C’è una grande dose di amore nelle scelte fatte da Raffaella Aversa, Oss al Pronto Soccorso del Santa Chiara di Trento. Amore per la sua famiglia. Amore per il suo lavoro. Amore per la sua comunità. E anche tanto coraggio. Ormai da giorni («Quanti? Oddio, ho perso il conto...») vive lontana dalla sua casa e dai suoi affetti, in uno degli alloggi messi a disposizione dalla Protezione Civile per il personale sanitario.

Perché questa scelta?

Lavorando nel Ps Covid ogni giorno tornavo a casa mia, a Mezzolombardo, con la consapevolezza di essere potenzialmente infetta. E allora dopo aver tenuto la mascherina e i guanti tutto il giorno al lavoro, continuavo a indossarli anche a casa. E stavo distante, attenta. Una situazione che non sopportavo più, perché avevo paura di contagiare mio marito e la mia famiglia. Così ho deciso di restare lontana.

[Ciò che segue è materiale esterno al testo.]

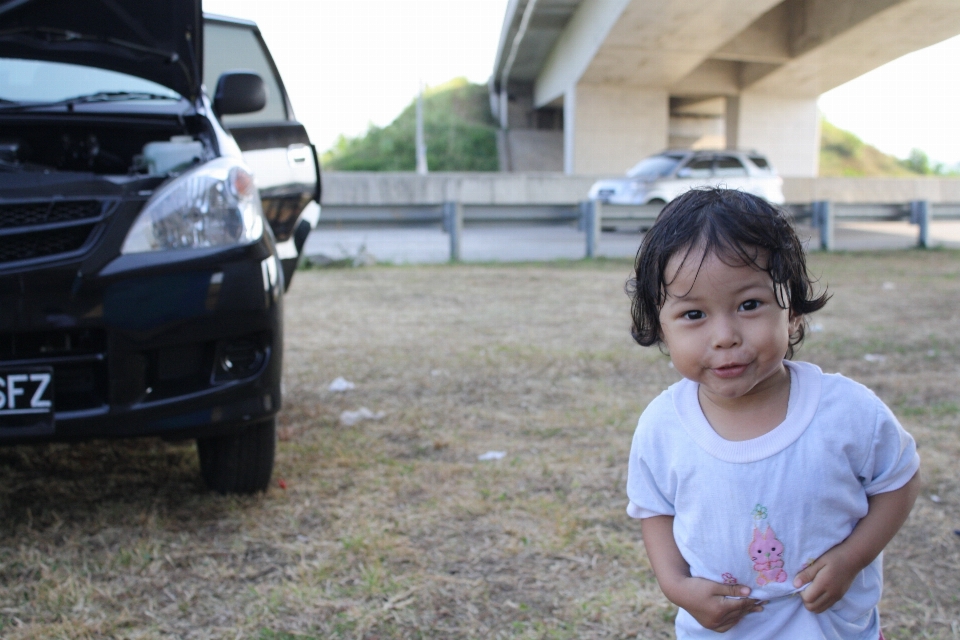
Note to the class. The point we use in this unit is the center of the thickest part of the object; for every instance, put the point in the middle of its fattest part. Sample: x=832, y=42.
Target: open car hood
x=159, y=40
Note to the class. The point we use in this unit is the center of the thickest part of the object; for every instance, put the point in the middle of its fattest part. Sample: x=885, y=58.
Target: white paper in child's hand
x=788, y=594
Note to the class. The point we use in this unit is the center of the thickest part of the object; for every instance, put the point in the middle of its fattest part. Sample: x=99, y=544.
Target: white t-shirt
x=755, y=512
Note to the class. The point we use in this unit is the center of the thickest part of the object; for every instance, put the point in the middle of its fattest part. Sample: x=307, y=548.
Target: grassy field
x=392, y=528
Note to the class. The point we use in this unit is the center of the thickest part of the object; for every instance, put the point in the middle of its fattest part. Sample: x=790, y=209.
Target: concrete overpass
x=592, y=86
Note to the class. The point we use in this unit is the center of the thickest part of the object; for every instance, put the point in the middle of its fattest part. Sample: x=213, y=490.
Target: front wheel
x=241, y=462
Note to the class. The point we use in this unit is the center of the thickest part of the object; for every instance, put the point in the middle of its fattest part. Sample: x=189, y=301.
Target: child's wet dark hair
x=740, y=229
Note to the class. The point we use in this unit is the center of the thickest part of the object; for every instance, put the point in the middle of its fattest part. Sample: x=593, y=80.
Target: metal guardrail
x=592, y=216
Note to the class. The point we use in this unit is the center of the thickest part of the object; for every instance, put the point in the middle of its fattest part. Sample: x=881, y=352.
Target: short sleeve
x=646, y=497
x=892, y=459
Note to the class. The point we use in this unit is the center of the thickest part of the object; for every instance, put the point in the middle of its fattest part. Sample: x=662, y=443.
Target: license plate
x=26, y=400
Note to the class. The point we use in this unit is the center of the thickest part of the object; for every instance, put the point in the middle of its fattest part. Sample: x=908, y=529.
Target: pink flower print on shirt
x=767, y=555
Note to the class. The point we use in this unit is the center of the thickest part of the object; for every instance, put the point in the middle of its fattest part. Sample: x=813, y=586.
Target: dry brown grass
x=394, y=529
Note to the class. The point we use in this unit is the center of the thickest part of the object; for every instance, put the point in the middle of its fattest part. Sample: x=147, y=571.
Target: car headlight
x=214, y=205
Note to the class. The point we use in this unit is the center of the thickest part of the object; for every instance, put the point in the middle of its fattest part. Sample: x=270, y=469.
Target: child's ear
x=795, y=322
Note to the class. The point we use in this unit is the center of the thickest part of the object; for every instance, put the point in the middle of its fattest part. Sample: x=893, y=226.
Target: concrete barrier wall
x=383, y=188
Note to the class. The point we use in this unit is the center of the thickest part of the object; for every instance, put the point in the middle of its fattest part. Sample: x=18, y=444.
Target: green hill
x=842, y=154
x=461, y=135
x=459, y=130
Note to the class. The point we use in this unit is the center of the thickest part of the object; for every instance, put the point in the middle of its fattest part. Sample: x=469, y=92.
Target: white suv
x=663, y=177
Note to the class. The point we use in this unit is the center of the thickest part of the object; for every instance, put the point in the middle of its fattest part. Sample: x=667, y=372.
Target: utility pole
x=421, y=145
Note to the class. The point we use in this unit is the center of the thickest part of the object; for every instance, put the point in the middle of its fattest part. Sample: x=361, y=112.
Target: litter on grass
x=340, y=384
x=350, y=418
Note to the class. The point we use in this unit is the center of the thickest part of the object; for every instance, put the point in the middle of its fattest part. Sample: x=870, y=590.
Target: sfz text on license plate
x=26, y=399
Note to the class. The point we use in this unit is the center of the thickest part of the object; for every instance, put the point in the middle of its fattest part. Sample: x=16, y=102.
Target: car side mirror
x=239, y=92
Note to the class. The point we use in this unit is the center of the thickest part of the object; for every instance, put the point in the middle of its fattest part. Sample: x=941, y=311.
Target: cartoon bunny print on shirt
x=766, y=551
x=767, y=555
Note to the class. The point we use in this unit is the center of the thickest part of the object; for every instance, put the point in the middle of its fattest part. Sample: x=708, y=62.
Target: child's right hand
x=718, y=607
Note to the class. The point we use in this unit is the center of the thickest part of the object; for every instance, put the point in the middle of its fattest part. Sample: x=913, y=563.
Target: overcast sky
x=350, y=63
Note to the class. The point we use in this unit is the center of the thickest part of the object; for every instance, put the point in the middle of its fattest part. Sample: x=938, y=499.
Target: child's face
x=723, y=327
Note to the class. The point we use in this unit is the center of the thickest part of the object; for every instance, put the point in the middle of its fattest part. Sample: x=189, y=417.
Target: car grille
x=36, y=230
x=78, y=358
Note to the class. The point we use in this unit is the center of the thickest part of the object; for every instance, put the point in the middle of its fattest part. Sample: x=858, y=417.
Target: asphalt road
x=513, y=244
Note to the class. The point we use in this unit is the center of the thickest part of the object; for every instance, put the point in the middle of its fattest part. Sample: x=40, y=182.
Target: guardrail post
x=592, y=212
x=920, y=216
x=453, y=225
x=823, y=218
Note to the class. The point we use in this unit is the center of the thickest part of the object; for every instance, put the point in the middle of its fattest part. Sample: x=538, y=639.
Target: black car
x=148, y=228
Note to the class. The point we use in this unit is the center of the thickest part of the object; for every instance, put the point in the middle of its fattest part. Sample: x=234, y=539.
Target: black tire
x=241, y=462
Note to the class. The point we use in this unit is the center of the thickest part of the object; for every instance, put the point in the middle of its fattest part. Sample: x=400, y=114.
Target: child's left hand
x=829, y=576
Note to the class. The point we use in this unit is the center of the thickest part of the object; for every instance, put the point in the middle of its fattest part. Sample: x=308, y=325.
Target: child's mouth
x=729, y=370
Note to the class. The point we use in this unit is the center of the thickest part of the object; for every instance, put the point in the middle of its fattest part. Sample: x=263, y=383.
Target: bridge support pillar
x=786, y=130
x=608, y=128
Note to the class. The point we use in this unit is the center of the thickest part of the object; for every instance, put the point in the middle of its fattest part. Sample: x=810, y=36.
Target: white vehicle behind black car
x=663, y=177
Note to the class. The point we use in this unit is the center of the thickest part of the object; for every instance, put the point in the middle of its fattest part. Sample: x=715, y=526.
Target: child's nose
x=726, y=333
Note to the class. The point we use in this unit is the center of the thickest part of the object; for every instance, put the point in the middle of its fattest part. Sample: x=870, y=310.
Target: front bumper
x=176, y=344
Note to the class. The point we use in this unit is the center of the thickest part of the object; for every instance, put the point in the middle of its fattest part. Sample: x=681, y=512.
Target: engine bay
x=102, y=146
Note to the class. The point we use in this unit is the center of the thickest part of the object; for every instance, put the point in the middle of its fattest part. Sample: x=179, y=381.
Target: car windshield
x=654, y=167
x=39, y=81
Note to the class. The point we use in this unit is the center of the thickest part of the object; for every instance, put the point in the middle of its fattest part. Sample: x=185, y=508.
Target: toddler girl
x=766, y=489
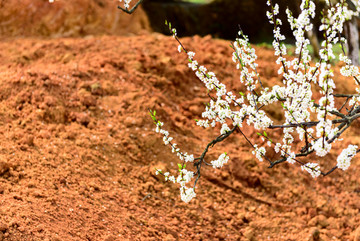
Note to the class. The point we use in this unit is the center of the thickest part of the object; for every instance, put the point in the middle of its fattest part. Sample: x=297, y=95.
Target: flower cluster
x=185, y=176
x=311, y=121
x=126, y=3
x=344, y=159
x=312, y=168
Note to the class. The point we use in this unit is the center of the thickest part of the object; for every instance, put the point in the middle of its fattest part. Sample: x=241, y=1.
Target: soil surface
x=78, y=150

Ci vogliono coraggio, altruismo e generosità.

Di sicuro è doloroso allontanarsi dai propri affetti e dalla propria quotidianità, ma volevo azzerare i pericoli per chi viveva con me. Così quando ho saputo che la Protezione civile metteva a disposizione degli alloggi ci ho pensato bene e ho deciso di agire. So di tante persone in giro per l’Italia che non hanno questa opportunità e devono andare in affitto per salvaguardare i propri cari e continuare a lavorare. Qui in Trentino per fortuna c’è stata questa bella iniziativa e ho deciso di coglierla.

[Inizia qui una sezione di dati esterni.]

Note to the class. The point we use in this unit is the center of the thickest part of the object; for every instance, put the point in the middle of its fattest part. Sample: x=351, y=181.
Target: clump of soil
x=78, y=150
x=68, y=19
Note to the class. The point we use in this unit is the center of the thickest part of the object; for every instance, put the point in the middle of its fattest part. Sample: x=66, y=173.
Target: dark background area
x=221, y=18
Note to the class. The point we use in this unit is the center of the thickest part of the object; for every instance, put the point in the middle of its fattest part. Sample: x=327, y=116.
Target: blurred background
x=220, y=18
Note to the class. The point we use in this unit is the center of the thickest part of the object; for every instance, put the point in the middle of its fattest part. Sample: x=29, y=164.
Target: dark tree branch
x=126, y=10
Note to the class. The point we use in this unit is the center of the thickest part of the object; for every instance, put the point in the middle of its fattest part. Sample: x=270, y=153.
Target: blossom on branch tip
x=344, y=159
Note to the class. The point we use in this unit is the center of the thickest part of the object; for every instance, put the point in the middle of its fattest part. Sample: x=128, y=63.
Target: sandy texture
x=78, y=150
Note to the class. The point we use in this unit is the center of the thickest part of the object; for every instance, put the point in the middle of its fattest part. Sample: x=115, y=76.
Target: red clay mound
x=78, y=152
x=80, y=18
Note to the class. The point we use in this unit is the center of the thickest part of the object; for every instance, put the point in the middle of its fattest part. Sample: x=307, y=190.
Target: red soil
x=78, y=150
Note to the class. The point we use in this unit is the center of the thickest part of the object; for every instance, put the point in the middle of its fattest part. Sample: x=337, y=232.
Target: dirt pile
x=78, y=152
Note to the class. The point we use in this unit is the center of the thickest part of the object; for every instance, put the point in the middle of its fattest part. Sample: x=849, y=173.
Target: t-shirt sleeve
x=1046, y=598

La fatica per chi coglie questa opportunità è doppia: il lavoro, come immaginiamo, è più duro e poi si è da soli anche dopo i turni.

Tutti i giorni, da settimane, abbiamo a che fare con questo nemico invisibile ma nel gruppo si è creata una grande unione: umanità e coraggio che tutti portano nei reparti ogni giorno danno la carica. E poi ci sono i riconoscimenti da parte dei cittadini, visto che continuano ad arrivarci pizze, brioches, disegni, attestati di stima. Questo affetto enorme è il nostro carburante, ci dà la forza in questa battaglia quotidiana. E a me ha dato anche la forza di decidere di allontanarmi da casa.

Eppure sarebbe proprio il momento in cui un abbraccio la sera quando si torna, un pasto caldo trovato già pronto, un sorriso amico sarebbero d’aiuto.

È vero, ma negli ultimi tempi avevo deciso di distanziarmi da tutti per evitare di compromettere la loro salute. In gioco c’è, potenzialmente, la vita di tutti. È dura, ma lo si fa per chi si ama. Dopo i turni qui ho la mia cameretta, poi il bagno e la cucina sono in comune. E ho il telefono, che squilla in continuazione.

Se la vita è cambiata lo stesso si può dire per l’ospedale: nell’ultimo mese, di fatto, è un altro luogo.

È verissimo: oltre alla vita privata di ognuno di noi anche la nostra seconda casa è totalmente cambiata. Gli scenari quotidiani sono stati stravolti totalmente. Personalmente buona parte del turno lo trascorro nel Ps “nuovo”, che in realtà sarebbe quello vecchio. Si tratta di un’area per i pazienti Coronavirus positivi, non per i sospetti. E lì bisogna muoversi con attenzione, i gesti normali e quotidiani non sono permessi, a partire da bere un po’ d’acqua. Ma è un sacrificio per tutti in nome delle preoccupazione di contaminarsi e contaminare.

La prima cosa che farà quando tornerà a casa e l’incubo Covid-19 sarà finito?

Più che una pizza in compagnia o una cena a me manca molto l’abbraccio. Non vedo l’ora. Un grande abbraccio con le persone che amo. E poi una camminata nel bosco, godendomi la primavera.